Genshin Impact developer MiHoYo announced this week that it is permitting players and fans to produce original secondary content based on its popular mobile action RPG. More surprisingly, the studio is allowing content creators to sell that merch.
Genshin Impact features a large cast of playable characters, which can be unlocked through gacha mechanics. The game saw over 20 million downloads in its first week of release. By the end of its first year of release it generated $2 billion in revenue.
According to its guidelines, fan art and fan fiction artists don’t even need to declare their creations to MiHoYo, but things that might compete with official merchandise like figurines do. If a writer or an artist wants to take a commission to produce Genshin Impact creative works they can just do it.
Additionally there are a number of fairly obvious restrictions against modifications to official merchandise and counterfeiting.
Game companies have a variety of perspectives about fan content. Nintendo is notorious among fans for its aggressive take-down policies. In January, it issued a mass DMCA takedown against 379 fan-games. In August the fan project known as Prime 2D was killed by ‘a certain games-related company’.

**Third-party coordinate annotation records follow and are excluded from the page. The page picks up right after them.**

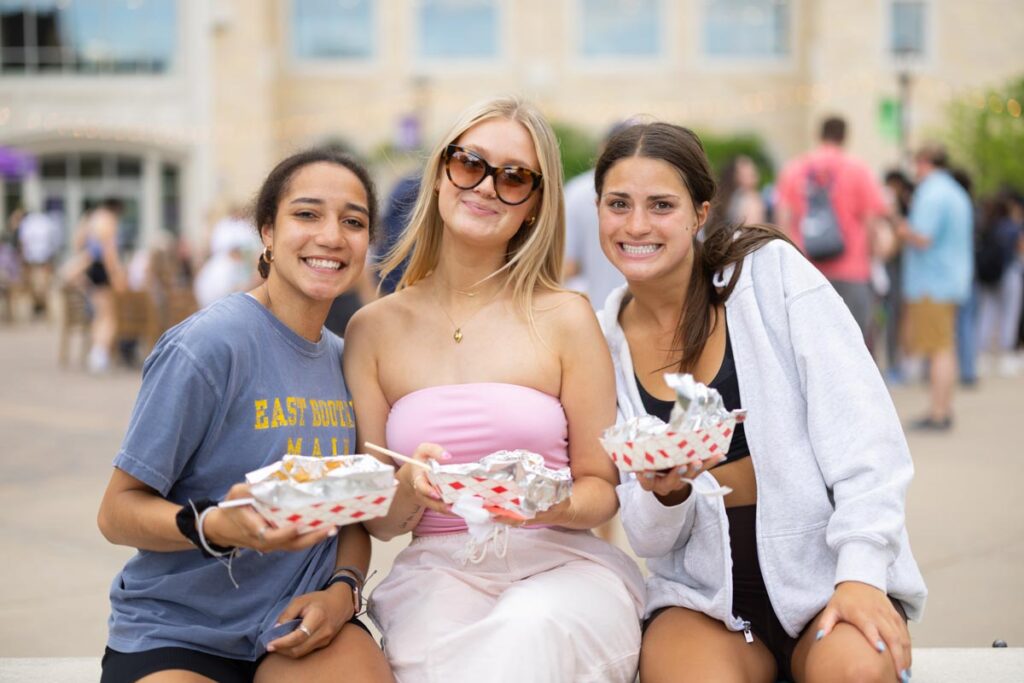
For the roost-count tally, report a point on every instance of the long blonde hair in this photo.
(534, 256)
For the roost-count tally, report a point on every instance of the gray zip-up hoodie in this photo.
(828, 454)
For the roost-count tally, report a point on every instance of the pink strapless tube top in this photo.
(474, 420)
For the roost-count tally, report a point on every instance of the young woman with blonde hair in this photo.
(480, 350)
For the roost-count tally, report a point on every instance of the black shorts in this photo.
(96, 273)
(750, 596)
(129, 667)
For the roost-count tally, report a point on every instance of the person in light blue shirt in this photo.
(937, 274)
(229, 390)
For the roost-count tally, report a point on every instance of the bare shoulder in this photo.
(379, 319)
(561, 303)
(566, 316)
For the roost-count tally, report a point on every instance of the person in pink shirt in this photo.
(479, 349)
(858, 202)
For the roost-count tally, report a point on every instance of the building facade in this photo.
(181, 107)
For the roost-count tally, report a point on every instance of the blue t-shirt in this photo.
(226, 391)
(940, 210)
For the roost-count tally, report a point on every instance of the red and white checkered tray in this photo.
(360, 488)
(314, 516)
(499, 494)
(514, 480)
(672, 449)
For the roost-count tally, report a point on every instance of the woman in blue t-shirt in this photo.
(230, 389)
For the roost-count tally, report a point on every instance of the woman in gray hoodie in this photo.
(804, 569)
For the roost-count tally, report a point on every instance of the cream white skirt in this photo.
(556, 605)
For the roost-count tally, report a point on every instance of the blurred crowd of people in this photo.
(933, 276)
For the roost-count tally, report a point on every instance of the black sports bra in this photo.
(727, 385)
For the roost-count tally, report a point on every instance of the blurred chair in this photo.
(75, 317)
(137, 321)
(179, 304)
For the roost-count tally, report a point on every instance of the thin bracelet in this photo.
(202, 537)
(356, 573)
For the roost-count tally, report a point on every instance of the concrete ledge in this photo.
(930, 666)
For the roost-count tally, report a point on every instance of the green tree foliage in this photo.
(722, 148)
(578, 146)
(580, 150)
(985, 134)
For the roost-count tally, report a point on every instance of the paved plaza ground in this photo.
(60, 429)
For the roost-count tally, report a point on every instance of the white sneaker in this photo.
(98, 360)
(1009, 366)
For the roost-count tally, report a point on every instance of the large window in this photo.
(906, 36)
(458, 29)
(332, 29)
(620, 28)
(87, 36)
(747, 28)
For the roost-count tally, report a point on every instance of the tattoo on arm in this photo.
(404, 524)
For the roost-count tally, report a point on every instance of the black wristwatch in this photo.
(353, 584)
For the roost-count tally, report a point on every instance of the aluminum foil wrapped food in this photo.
(310, 492)
(514, 480)
(699, 428)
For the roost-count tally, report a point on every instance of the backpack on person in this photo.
(993, 253)
(819, 226)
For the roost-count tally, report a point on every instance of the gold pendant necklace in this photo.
(457, 335)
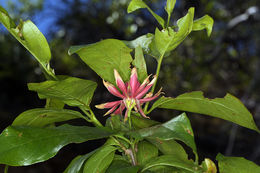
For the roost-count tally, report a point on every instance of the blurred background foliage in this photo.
(228, 61)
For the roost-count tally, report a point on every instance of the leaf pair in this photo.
(164, 41)
(31, 38)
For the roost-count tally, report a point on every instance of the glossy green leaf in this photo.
(178, 128)
(23, 145)
(101, 160)
(140, 64)
(167, 40)
(30, 37)
(166, 169)
(169, 147)
(116, 123)
(205, 22)
(72, 91)
(137, 4)
(44, 116)
(228, 108)
(236, 165)
(145, 152)
(140, 122)
(105, 56)
(76, 164)
(120, 166)
(173, 161)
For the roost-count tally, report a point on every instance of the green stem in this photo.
(6, 169)
(92, 117)
(157, 75)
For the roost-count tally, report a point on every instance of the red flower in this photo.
(132, 94)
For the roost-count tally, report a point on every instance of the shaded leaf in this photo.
(178, 128)
(23, 145)
(120, 166)
(137, 4)
(167, 40)
(105, 56)
(205, 22)
(72, 91)
(101, 160)
(169, 147)
(236, 165)
(173, 161)
(145, 152)
(139, 63)
(31, 38)
(75, 165)
(44, 116)
(227, 108)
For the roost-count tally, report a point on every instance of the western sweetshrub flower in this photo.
(132, 94)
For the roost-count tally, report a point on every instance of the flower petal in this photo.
(108, 104)
(148, 99)
(111, 110)
(134, 84)
(112, 89)
(120, 109)
(146, 89)
(142, 86)
(140, 109)
(120, 83)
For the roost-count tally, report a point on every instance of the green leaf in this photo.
(31, 38)
(173, 161)
(23, 145)
(205, 22)
(120, 166)
(169, 147)
(145, 152)
(44, 116)
(105, 56)
(144, 41)
(236, 165)
(101, 160)
(140, 122)
(139, 63)
(178, 128)
(137, 4)
(228, 108)
(167, 40)
(75, 165)
(169, 9)
(72, 91)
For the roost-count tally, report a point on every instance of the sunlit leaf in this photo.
(228, 108)
(72, 91)
(44, 116)
(178, 128)
(23, 145)
(236, 165)
(137, 4)
(105, 56)
(205, 22)
(146, 151)
(76, 164)
(30, 37)
(169, 147)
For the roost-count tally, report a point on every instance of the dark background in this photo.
(227, 62)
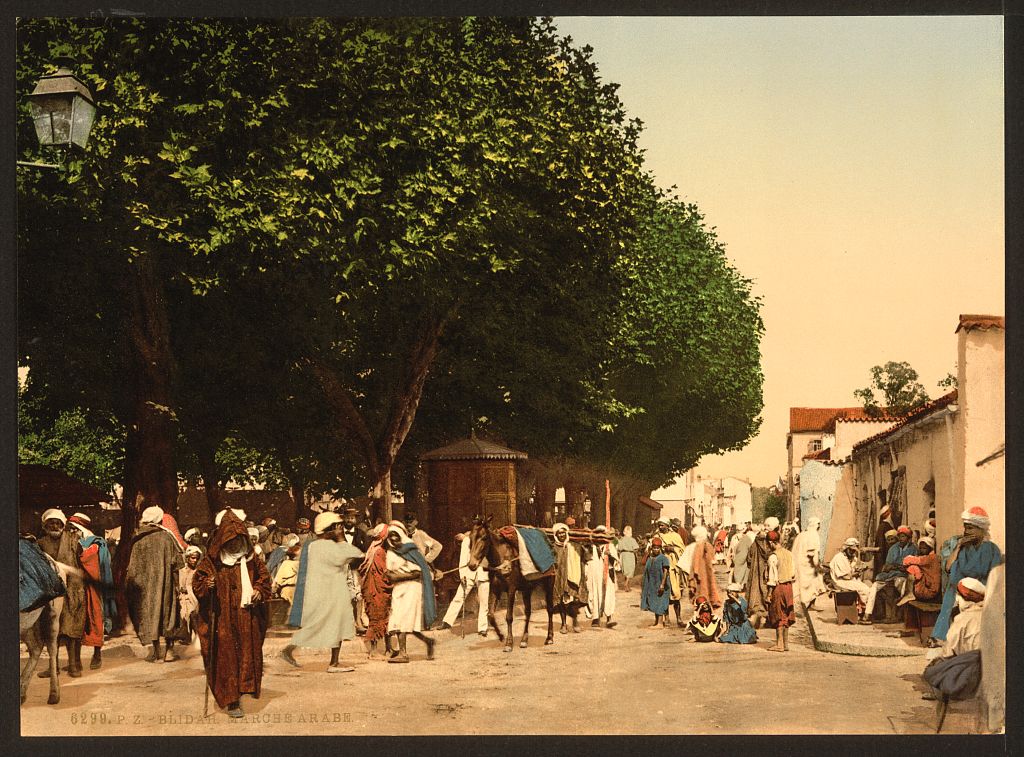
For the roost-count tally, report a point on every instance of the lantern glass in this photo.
(51, 115)
(61, 110)
(82, 115)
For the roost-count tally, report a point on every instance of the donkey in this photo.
(506, 576)
(41, 627)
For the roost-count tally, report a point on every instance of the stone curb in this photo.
(838, 647)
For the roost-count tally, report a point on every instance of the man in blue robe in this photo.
(974, 556)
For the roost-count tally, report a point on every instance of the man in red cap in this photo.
(232, 588)
(974, 556)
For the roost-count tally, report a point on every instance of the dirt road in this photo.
(627, 680)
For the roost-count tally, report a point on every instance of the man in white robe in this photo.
(327, 604)
(407, 595)
(846, 570)
(469, 580)
(601, 585)
(807, 556)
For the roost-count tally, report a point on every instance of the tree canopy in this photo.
(897, 382)
(294, 244)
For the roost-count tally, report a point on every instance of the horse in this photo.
(506, 576)
(41, 627)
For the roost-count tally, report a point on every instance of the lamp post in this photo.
(62, 112)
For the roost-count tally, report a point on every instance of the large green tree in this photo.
(455, 162)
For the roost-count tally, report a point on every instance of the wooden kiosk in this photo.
(466, 478)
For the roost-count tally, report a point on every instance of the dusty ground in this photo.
(627, 680)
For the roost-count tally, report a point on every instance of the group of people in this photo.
(342, 579)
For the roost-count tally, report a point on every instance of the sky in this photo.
(853, 168)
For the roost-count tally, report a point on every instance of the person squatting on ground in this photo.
(323, 606)
(64, 545)
(570, 588)
(704, 626)
(151, 585)
(846, 570)
(98, 582)
(413, 607)
(232, 587)
(893, 569)
(734, 614)
(469, 580)
(780, 578)
(653, 596)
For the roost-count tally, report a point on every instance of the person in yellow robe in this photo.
(672, 546)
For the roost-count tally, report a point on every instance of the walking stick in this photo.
(942, 712)
(212, 655)
(465, 593)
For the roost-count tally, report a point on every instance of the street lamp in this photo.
(62, 111)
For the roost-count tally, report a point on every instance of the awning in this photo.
(650, 503)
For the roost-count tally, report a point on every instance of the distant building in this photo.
(823, 433)
(942, 457)
(696, 500)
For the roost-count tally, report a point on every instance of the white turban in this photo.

The shut down of Hand Drawn Game Guides in September is perhaps the most relevant. Hand Drawn Game Guides was a Kickstarter project that aimed to create guide books for games like The Legend of Zelda, Metroid, Ninja Gaiden, and Contra.
As a fan project inspired by Nintendo games it wasn’t overly surprising when the cease-and-desist dropped. Had it been a year later and inspired by Genshin Impact, it not only wouldn’t have been an issue, it could have been entirely above board.